Vom heutigen Wohlstand werde die Mehrheit der Menschheit ausgeschlossen und die Natur ausgebeutet, zudem würden selbst die Nutznießer des Wohlstands im Stress versinken - "der Mensch ist die Krone der Erschöpfung", so Holzinger pointiert. Eine Wohlstands-Neudefinition sei fällig, die neben BIP pro Kopf auch die Einkommensverteilung, die gesellschaftliche Ausgrenzung und den ökologischen Fußabdruck beinhalten solle. Weiters forderte der Wissenschaftler eine Neuverteilung der Arbeit, eine "Kultur des Genug" und der Inklusion, sowie Umgebungen der kurzen Wege. Die Kirche könne durch ihre Einrichtungen viel zu diesem neuen Bewusstsein beitragen.

 

Friedbacher: Kompetenz bereits vorhanden

Beiträge für die Suche nach den eigenen Handlungsspielräumen der Menschen forderte Energiewirtschafts-Expertin Elisabeth Friedbacher vom Umweltbundesamt als Reaktion auf Holzingers Impulsvortrag von der Kirche.
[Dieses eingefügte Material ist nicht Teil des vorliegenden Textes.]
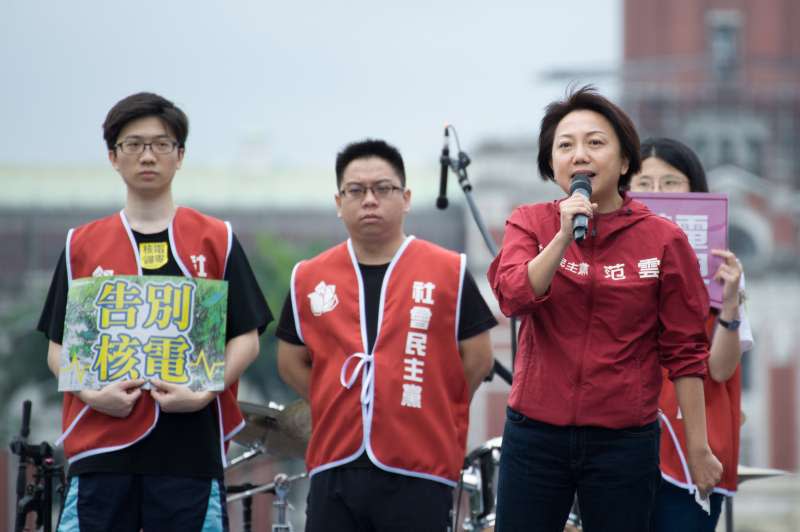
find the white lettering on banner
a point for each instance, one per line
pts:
(420, 318)
(413, 369)
(649, 268)
(581, 268)
(696, 228)
(423, 292)
(412, 396)
(615, 272)
(416, 343)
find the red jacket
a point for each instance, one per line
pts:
(107, 245)
(623, 301)
(723, 420)
(406, 404)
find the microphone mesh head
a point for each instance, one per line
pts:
(580, 182)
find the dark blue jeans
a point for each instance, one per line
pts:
(613, 471)
(677, 511)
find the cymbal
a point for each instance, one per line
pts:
(752, 473)
(284, 431)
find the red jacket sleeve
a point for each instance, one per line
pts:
(683, 307)
(508, 273)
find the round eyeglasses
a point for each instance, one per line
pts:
(136, 147)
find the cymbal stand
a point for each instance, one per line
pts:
(36, 496)
(280, 504)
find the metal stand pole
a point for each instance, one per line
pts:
(280, 504)
(459, 166)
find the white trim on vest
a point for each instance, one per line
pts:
(230, 246)
(367, 369)
(461, 272)
(101, 450)
(295, 311)
(174, 248)
(369, 376)
(132, 240)
(67, 432)
(68, 258)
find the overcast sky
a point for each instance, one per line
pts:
(296, 80)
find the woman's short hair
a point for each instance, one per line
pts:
(588, 99)
(682, 157)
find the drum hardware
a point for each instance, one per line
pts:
(35, 496)
(252, 451)
(278, 487)
(479, 481)
(281, 431)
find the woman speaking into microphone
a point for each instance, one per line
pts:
(600, 315)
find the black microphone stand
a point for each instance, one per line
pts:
(459, 166)
(36, 496)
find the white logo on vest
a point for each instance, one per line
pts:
(100, 272)
(199, 263)
(323, 299)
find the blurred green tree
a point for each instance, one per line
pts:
(272, 259)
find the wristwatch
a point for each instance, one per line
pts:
(732, 325)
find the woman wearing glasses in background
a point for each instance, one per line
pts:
(671, 166)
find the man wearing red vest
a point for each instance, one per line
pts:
(152, 459)
(387, 337)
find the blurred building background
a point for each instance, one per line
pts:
(721, 75)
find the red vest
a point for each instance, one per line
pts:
(406, 404)
(109, 244)
(723, 420)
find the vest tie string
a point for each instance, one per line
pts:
(364, 367)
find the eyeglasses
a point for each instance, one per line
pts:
(646, 183)
(136, 147)
(357, 191)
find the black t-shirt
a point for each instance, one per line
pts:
(474, 318)
(181, 444)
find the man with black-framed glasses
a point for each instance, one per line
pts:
(152, 459)
(387, 336)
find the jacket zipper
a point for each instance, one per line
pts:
(586, 342)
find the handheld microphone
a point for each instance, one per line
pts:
(580, 224)
(444, 161)
(25, 430)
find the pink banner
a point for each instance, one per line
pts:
(704, 219)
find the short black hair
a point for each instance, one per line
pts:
(370, 148)
(141, 105)
(676, 153)
(587, 98)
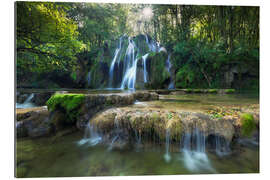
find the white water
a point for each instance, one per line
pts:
(116, 54)
(91, 136)
(88, 78)
(129, 79)
(130, 67)
(167, 156)
(168, 67)
(222, 147)
(194, 156)
(138, 139)
(145, 74)
(27, 103)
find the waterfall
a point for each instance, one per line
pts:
(138, 138)
(222, 146)
(91, 136)
(88, 78)
(168, 67)
(167, 156)
(144, 67)
(111, 72)
(27, 103)
(195, 158)
(116, 133)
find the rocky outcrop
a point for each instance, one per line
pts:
(34, 123)
(38, 121)
(97, 102)
(155, 123)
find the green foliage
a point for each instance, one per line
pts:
(21, 172)
(248, 124)
(229, 91)
(170, 115)
(212, 91)
(69, 103)
(46, 37)
(158, 73)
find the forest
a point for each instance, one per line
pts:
(59, 44)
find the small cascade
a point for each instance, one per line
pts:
(138, 138)
(129, 79)
(168, 67)
(88, 78)
(167, 156)
(91, 136)
(130, 67)
(116, 133)
(222, 146)
(27, 103)
(116, 53)
(195, 158)
(145, 74)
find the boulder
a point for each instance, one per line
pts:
(155, 123)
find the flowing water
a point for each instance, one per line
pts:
(116, 55)
(27, 103)
(64, 157)
(85, 154)
(145, 74)
(130, 63)
(168, 67)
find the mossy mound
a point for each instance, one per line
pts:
(248, 124)
(229, 91)
(153, 124)
(68, 103)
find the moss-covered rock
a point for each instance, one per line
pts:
(229, 91)
(153, 124)
(158, 73)
(248, 124)
(68, 103)
(21, 172)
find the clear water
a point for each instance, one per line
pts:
(64, 157)
(80, 154)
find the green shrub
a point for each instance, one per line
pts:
(197, 91)
(229, 91)
(212, 91)
(248, 124)
(70, 103)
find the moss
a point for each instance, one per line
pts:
(21, 172)
(197, 91)
(70, 103)
(188, 91)
(229, 91)
(212, 91)
(248, 124)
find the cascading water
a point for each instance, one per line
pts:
(145, 75)
(129, 79)
(130, 67)
(222, 146)
(27, 103)
(168, 67)
(116, 134)
(138, 138)
(167, 156)
(116, 53)
(88, 78)
(91, 136)
(195, 158)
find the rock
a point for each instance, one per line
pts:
(40, 99)
(57, 118)
(155, 123)
(21, 97)
(36, 123)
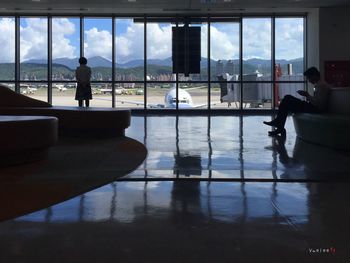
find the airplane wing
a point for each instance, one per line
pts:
(138, 103)
(130, 102)
(205, 105)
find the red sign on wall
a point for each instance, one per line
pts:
(337, 73)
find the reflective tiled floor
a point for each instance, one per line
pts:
(289, 205)
(230, 147)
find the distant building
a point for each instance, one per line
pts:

Sinnvoll sei etwa stärkerer Austausch in den Pfarren über die "EMAS"-Nachhaltigkeitszertifizierung.

 

Gerzabek: "Tolle Ansätze" weiterführen

Der Direktor der Wiener Universität für Bodenkultur, Martin H. Gerzabek, verwies auf die kirchlichen Schulen, in denen Umwelthandeln am besten vermittelt werden könnte. Positiv-Beispiele seien auch das Caritas-Projekt LEO (Lebensmittel und Orientierung) oder die "tollen Ansätze" nachhaltigen Wirtschaftens in vielen Stiften und Klöstern. Ähnlich wie zuvor Minister Rupprechter, hob auch Gerzabek die päpstlichen Lehräußerungen zur Ökologie hervor, darunter "Populorum progressio", "Centesimus annus" und vor allem "Caritas in veritate", in denen die Kirche "enorme Schätze, die stärker unter die Leute gehören" besitze: Alle nötigen Rahmenbedingungen für die nachhaltige Intensivierung der weltweiten Landwirtschaft könne man aus diesen Enzykliken entnehmen, so der Universitätsleiter. Die Kirche wäre gut beraten, daraus Handlungsanweisungen für das eigene und für das gesellschaftliche Handeln abzuleiten.

 

Kirchengast: Diözesen brauchen klare Strategien

Der Grazer Klimaforscher Gottfried Kirchengast appellierte an die Bischöfe, in ihren Diözesen Strategien zu Klimaschutz und Nachhaltigkeit zu entwickeln und sich zu diesen Prinzipien bekennen. Unterstützung und Kompetenz gebe es dazu in Österreich längst, auch innerhalb der Kirche. Auf operativer Ebene schlug Kirchengast vor, in jedem Entscheidungsgremium eine Person zu verankern, die für die Einhaltung der Grundsätze Ressourcen- und Energieeffizienz Sorge trage. Alle Zeichen würden derzeit darauf deuten, dass die demnächst veröffentlichte Enzyklika dazu substanzielle moralischen Rückhalt geben werde, so der Experte.